Noise pollution has increased to an alarming degree in all areas of the city (residential, commercial, industrial, and quiet) due to the rapid increase in urbanization, industrialization, and other connectivity of transport systems in all areas of the city. Identifying noise hotspots where immediate remedial action is required has always been a challenge. In addition to providing noise propagation in the X and Z directions, 2D noise mapping is an essential method for identifying regions where noise levels may reach a dangerous level. Thus, the comparative examination of all residential areas within a city provides a clear picture of noise exposure. The measurement of noise on the ground is carried out with the help of the sound level meter.
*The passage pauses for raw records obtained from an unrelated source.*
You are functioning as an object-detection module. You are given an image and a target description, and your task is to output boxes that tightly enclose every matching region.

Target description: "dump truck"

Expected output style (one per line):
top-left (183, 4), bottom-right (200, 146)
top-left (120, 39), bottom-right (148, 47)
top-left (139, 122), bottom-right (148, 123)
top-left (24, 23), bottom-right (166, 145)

In the horizontal direction, the orientation and distance of buildings from the road or flight path, as well as the shape of buildings are the main influencing factors on the noise effect. Based on the analyses carried out from ground level and from a height of 30 m, by making 2D maps, they showed that the surrounding structures (high buildings, brick walls, borders with grills, trees, etc.) significantly influence noise propagation in all directions. That is why the next step was to make 3D noise maps from a height of 100 m (e.g., road traffic and aircraft noise propagate from different directions and produce different effects on the ground floor and top floor of buildings). In particular, the buildings with the highest noise level are not close to the road or railway, and the apartments with high noise are not located close to the ground or the top of the building. The composition of the noise and the existence of multiple 3D noise sources determine the presence or absence of high noise. The high noise level in the residential area may be due to the heavy traffic volume and the road surrounded by tall buildings. 3D maps can also be used by decision makers in the process of formulating noise control strategies or implementing corrective measures.